Introduction

Severe trauma is a major global public health issue [1]. According to the World Health Organization, the three most common causes of injury and violence-related deaths specifically road traffic accidents, suicides, and homicides. Furthermore, road traffic crashes and falls are the main causes of traumatic brain injury (TBI) [2]; intracranial bleeding is a possible complication of TBI [3], whose frequency depends on the injury severity [4]. Severely injured trauma patients are characterized by coagulation abnormalities and a substantially increased mortality rate [5]. Approximately 33% patients with TBI present with coagulopathy, which can increase the hemorrhage expansion and risk of death [4]. Hemorrhagic death generally occurs within the first few hours of injury (median time to hemorrhagic death is 2–2.6 h [6]), while late mortality is defined as death due to multiple organ failure or infection [7]. Over the last decade, increased awareness and improved pre-hospital care may have triggered a reduction in the number of severely injured patients with ongoing bleeding being transferred to a trauma center [8, 9]. Early detection and management of traumatic hemorrhage and TBI with intracranial hematoma can improve clinical outcomes [10], and, as suggested by the European guidelines, “current guidelines are needed for the implementation of evidence-based local protocols and algorithms together with parameters to assess key measures of bleeding control and outcome” [1, 9].

In trauma patients, interventions for bleeding may be required during the (1) acute phase (0–6 h from injury), with blood loss and shock; (2) intermediate phase (6–24 h from injury), with an increased risk of death due to severe TBI and concomitant physiologic impairment; and the (3) late phase, with the occurrence of inflammatory damages and/or complications [7]. Temporary measures to control hemorrhage in pre-hospital settings may be applied, such as the use of tourniquets, hemostatic dressings and pelvic binders, until definitive care is available.

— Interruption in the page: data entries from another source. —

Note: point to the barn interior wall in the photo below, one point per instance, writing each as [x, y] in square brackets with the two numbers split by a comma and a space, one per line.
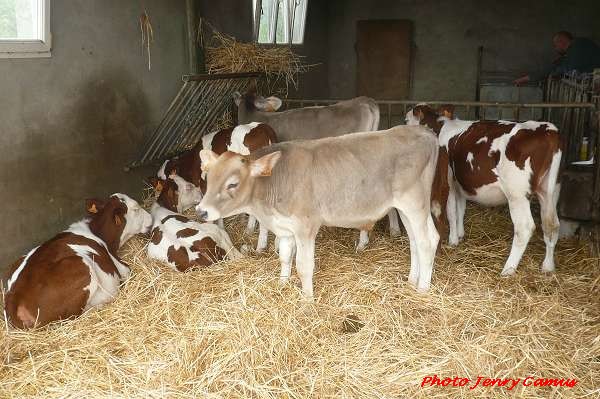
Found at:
[234, 18]
[70, 123]
[516, 35]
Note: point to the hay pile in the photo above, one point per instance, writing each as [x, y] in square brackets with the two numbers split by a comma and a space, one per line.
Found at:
[231, 331]
[281, 65]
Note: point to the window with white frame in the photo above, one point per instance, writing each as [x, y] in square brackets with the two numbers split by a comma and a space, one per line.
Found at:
[279, 21]
[24, 28]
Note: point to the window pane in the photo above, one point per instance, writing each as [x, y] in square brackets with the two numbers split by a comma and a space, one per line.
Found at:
[299, 20]
[20, 20]
[265, 20]
[281, 22]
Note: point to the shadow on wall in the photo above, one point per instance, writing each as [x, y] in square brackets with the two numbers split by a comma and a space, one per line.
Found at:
[76, 152]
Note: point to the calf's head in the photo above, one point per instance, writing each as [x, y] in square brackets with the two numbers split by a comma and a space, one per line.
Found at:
[250, 102]
[424, 114]
[230, 181]
[175, 193]
[117, 219]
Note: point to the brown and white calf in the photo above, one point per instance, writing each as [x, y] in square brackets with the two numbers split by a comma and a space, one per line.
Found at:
[498, 162]
[181, 243]
[360, 114]
[77, 269]
[349, 181]
[242, 139]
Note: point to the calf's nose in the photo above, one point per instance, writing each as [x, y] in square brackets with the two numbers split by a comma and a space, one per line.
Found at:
[202, 214]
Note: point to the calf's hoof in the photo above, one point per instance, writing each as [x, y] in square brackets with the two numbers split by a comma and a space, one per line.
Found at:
[413, 281]
[395, 232]
[548, 267]
[508, 271]
[245, 249]
[360, 247]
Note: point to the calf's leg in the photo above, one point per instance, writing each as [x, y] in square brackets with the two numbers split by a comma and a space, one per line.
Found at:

In non-compressible hemorrhage recent evidence suggests the resuscitative endovascular balloon occlusion of the aorta that however their use is still anedoctal [11]. Moreover, the use of pro-hemostatic agents has been suggested as an adjunctive measure to reduce bleeding and prevent trauma-induced coagulopathy [12] and to decrease the size of intracranial hematoma [2]. International guidelines strongly recommend the use of the synthetic lysine analog-tranexamic acid (TXA) in the early care of bleeding trauma patients at risk of significant hemorrhage [1, 5]. Thus, off-label early administration of this anti-fibrinolytic agent [1] has become a significant component of major hemorrhage protocols [12], but its infusion after 3 h from injury has been associated with the potential occurrence of adverse effects such as nausea, diarrhea, and stomach ache [1, 13]. Ideally, initial administration of TXA should be considered in the pre-hospital phase where possible, as evidenced by the decreasing survival benefit over time [14]. Current evidence suggests that early TXA hemostatic administration may improve outcomes in trauma patients both with hemorrhagic shock and intracranial bleeding [15]. Moreover, in cases of uncontrollable hemorrhage and coagulopathy, the off-label use of TXA has been suggested [1, 16]. While recombinant activated coagulation factor VII (rFVIIa) has been rarely investigated and used in the pre-hospital arena [17], TXA was tested by several published studies [18].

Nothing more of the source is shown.